At a minimum, you’ll want your business department customers to know that you’re working to support their needs. They can help you learn more about their business functions and the issues and challenges they’ll face in building plans and strategies. Ultimately they’ll need to know how to execute their plans during a business disruption.
Lastly, you can help management understand how the positioning of BCP can have an impact on the program’s effectiveness. They may come to realize the risk the company runs if the program can’t get the support it needs to put the needed resources, strategies, and plans into place.
Regardless of where BCP reports, it’s possible to have a successful program. But like everything else in business, you have to understand the limitations under which you have to work. Knowledge, combined with perseverance and strong allies, make the difference.
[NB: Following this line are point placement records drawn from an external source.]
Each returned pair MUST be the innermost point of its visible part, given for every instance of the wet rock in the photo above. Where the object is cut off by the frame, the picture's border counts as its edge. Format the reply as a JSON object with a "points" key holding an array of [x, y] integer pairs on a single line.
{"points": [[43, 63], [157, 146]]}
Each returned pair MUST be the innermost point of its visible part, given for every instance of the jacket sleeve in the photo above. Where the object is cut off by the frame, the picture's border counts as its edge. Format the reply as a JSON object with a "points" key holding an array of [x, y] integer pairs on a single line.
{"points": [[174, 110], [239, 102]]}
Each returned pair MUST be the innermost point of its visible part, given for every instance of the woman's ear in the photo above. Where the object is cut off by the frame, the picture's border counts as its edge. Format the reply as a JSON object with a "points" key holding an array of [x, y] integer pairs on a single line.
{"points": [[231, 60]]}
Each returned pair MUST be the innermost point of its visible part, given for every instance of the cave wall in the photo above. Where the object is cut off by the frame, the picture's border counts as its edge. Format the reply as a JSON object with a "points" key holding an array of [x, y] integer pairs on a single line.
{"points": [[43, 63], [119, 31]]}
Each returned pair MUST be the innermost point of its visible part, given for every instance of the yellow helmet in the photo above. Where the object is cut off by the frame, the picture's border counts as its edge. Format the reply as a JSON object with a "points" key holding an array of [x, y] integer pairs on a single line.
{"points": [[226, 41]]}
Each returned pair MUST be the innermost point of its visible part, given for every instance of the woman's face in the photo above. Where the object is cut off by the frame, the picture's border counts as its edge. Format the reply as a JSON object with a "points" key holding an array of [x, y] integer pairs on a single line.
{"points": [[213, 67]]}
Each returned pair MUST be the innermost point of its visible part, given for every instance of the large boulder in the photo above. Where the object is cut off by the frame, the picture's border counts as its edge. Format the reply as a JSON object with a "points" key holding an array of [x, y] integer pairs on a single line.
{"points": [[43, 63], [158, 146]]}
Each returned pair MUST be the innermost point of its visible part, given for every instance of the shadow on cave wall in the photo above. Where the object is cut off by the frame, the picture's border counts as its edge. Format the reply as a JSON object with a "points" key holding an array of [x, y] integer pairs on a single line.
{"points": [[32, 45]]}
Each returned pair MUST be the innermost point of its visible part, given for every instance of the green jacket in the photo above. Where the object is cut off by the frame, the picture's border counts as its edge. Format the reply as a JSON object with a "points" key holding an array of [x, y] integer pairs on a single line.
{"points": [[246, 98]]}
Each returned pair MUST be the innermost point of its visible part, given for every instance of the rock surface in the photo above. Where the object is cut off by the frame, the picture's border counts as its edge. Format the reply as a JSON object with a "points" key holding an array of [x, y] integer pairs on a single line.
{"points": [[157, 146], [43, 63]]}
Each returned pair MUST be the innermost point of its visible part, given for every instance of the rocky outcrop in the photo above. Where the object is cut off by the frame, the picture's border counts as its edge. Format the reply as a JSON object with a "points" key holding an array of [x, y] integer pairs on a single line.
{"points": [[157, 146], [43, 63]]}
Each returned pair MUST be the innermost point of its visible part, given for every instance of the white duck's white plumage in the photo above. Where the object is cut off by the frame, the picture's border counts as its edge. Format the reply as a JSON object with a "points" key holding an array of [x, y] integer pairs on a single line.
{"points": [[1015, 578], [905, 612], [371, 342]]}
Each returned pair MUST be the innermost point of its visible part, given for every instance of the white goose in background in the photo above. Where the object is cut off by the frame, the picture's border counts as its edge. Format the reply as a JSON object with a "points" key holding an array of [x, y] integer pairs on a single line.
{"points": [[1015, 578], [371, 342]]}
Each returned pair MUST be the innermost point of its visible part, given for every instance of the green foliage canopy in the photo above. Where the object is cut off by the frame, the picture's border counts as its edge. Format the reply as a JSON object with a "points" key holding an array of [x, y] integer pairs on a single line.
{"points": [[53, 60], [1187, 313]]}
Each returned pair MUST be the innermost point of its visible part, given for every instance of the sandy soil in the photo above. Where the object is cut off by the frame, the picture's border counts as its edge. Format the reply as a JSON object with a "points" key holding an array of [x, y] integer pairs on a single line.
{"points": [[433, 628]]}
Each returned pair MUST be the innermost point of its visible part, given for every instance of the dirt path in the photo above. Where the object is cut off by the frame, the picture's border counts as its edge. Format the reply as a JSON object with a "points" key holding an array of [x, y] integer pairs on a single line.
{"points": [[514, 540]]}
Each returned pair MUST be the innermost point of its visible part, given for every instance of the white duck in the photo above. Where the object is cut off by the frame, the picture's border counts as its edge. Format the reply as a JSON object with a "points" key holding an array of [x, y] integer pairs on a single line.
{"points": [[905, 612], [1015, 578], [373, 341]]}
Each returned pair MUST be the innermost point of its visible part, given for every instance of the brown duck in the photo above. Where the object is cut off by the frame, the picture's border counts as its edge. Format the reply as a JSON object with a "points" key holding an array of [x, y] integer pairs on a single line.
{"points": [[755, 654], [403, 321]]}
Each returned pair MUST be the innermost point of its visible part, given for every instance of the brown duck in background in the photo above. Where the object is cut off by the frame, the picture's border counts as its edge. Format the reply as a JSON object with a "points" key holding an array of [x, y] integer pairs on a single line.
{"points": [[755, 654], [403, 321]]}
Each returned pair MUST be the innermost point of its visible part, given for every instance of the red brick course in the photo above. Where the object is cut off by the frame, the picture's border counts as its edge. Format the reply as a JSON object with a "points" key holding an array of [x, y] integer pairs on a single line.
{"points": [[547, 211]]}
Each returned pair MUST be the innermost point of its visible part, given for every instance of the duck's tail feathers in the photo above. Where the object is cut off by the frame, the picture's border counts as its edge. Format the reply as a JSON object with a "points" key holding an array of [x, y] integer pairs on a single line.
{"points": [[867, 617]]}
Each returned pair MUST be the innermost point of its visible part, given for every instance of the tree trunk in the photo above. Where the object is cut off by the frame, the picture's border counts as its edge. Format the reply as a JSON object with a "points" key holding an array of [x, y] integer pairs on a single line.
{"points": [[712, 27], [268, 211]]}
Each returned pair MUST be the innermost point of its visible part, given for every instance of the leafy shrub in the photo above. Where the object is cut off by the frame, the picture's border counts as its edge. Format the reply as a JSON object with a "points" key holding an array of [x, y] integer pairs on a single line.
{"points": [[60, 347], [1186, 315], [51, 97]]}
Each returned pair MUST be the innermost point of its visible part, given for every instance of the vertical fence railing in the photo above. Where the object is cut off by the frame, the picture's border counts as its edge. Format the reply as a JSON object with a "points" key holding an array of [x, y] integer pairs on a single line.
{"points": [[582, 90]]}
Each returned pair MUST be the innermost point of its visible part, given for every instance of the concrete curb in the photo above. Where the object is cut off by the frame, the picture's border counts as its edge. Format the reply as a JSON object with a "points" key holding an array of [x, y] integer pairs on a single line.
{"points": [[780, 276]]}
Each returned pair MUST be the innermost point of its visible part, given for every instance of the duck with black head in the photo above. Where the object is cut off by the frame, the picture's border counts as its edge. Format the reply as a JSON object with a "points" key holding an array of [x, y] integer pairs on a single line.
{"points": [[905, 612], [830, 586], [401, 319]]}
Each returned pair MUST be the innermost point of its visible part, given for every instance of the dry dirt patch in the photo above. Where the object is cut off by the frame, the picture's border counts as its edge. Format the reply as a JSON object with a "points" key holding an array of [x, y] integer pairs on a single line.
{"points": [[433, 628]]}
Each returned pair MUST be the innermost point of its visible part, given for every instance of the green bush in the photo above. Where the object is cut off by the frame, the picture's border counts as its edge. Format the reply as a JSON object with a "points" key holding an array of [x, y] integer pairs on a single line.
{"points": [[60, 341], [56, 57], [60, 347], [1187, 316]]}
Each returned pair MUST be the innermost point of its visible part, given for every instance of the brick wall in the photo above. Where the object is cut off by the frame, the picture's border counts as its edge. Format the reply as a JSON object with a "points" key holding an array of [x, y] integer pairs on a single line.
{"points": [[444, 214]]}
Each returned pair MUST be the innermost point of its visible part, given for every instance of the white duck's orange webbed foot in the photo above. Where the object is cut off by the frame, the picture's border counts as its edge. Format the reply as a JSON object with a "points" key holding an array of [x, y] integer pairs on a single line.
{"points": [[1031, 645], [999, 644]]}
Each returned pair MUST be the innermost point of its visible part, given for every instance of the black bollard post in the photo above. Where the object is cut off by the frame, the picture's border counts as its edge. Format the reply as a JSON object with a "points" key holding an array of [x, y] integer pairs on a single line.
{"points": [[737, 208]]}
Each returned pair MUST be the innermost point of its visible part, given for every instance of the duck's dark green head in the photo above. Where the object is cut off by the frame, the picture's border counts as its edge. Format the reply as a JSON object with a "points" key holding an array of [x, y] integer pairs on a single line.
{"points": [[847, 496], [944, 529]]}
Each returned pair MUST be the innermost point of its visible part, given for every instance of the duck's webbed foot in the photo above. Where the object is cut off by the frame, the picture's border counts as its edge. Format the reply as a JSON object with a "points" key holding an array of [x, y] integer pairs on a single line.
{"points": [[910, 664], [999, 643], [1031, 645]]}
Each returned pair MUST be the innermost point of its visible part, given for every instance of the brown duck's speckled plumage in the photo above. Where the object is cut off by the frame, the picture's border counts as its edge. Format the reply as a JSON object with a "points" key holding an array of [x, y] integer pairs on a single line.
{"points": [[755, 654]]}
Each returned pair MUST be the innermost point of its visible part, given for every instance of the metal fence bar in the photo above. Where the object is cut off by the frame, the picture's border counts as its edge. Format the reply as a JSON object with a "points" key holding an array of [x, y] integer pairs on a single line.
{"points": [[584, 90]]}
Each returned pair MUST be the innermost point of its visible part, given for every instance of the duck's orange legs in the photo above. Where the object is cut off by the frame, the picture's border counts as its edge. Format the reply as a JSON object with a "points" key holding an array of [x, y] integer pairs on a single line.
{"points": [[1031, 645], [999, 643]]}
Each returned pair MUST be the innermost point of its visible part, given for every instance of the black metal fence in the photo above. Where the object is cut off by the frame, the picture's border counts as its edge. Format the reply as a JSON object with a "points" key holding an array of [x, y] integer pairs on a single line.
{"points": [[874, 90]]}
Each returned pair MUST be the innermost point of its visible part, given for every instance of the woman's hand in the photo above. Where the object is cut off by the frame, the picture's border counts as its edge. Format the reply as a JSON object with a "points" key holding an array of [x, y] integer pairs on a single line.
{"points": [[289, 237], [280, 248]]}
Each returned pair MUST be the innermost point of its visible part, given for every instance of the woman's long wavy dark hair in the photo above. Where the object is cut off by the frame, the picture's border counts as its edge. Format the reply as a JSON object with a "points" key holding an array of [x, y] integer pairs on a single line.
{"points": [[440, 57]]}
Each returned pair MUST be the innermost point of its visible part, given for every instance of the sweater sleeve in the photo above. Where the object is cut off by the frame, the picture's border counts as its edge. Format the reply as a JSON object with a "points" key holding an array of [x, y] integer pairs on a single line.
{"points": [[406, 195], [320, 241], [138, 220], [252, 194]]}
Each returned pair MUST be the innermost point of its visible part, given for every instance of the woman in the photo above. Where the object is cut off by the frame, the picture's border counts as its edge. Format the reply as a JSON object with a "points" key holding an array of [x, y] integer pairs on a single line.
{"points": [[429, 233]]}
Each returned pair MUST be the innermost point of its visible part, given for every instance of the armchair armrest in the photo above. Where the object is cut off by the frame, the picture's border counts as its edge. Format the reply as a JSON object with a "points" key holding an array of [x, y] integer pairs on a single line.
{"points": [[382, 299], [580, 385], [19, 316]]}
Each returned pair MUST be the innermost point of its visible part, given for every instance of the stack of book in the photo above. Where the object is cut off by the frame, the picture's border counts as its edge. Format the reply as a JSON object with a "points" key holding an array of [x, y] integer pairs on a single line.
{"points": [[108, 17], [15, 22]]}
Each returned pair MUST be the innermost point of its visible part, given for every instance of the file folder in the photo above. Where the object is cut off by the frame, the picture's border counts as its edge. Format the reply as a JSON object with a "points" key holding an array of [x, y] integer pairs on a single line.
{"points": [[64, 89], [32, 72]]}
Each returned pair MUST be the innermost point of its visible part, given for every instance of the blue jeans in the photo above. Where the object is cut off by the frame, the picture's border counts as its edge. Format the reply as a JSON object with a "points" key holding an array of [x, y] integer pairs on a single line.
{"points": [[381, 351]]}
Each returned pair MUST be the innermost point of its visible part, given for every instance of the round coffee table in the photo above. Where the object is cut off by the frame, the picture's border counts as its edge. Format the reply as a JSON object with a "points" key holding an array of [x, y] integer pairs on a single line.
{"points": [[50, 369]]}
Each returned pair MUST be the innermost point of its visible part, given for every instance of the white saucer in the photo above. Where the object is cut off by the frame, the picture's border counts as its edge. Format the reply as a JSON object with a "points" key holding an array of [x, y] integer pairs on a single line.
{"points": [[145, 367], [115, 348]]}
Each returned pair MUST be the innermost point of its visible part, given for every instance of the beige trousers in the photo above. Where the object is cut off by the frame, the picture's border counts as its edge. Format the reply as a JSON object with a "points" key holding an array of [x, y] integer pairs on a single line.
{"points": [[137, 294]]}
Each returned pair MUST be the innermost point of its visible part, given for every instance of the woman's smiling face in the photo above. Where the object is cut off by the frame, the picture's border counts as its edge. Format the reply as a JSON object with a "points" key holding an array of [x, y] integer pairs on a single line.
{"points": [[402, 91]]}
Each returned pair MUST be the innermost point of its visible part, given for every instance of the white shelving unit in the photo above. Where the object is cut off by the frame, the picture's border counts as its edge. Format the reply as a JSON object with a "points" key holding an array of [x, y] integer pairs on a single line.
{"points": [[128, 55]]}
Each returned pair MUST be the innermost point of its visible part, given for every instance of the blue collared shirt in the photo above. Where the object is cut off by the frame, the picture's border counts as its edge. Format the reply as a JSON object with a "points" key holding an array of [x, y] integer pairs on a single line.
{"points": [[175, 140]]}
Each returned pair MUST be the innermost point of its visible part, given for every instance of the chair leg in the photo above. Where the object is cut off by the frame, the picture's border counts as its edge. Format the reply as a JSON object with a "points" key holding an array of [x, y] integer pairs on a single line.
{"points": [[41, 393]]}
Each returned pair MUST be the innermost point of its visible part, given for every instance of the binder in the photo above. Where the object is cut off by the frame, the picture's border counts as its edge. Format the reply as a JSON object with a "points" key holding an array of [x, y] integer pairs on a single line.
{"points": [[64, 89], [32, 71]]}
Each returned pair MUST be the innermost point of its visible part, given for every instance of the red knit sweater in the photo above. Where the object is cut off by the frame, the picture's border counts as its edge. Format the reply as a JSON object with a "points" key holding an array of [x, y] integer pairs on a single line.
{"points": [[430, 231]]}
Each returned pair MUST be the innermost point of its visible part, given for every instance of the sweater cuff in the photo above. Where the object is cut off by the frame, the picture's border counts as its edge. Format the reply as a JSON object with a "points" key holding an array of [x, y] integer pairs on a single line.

Lee Milligan is a senior project leader for Strohl Systems, the global leader in business continuity software and services. Previously, he was the director, business continuity planning for Gap, Inc., director of emergency contingency planning and information security for Charles Schwab, and in the technology field for Apple Computer, Bank of America, and State Farm Insurance. He has more than 43 years of experience in business, with a major focus on technology, information security, and business continuity/recovery. In addition, he has served as chairman of the Strohl User Group Advisory Board and chairman of the Northern California Disaster Preparedness Network with the Red Cross.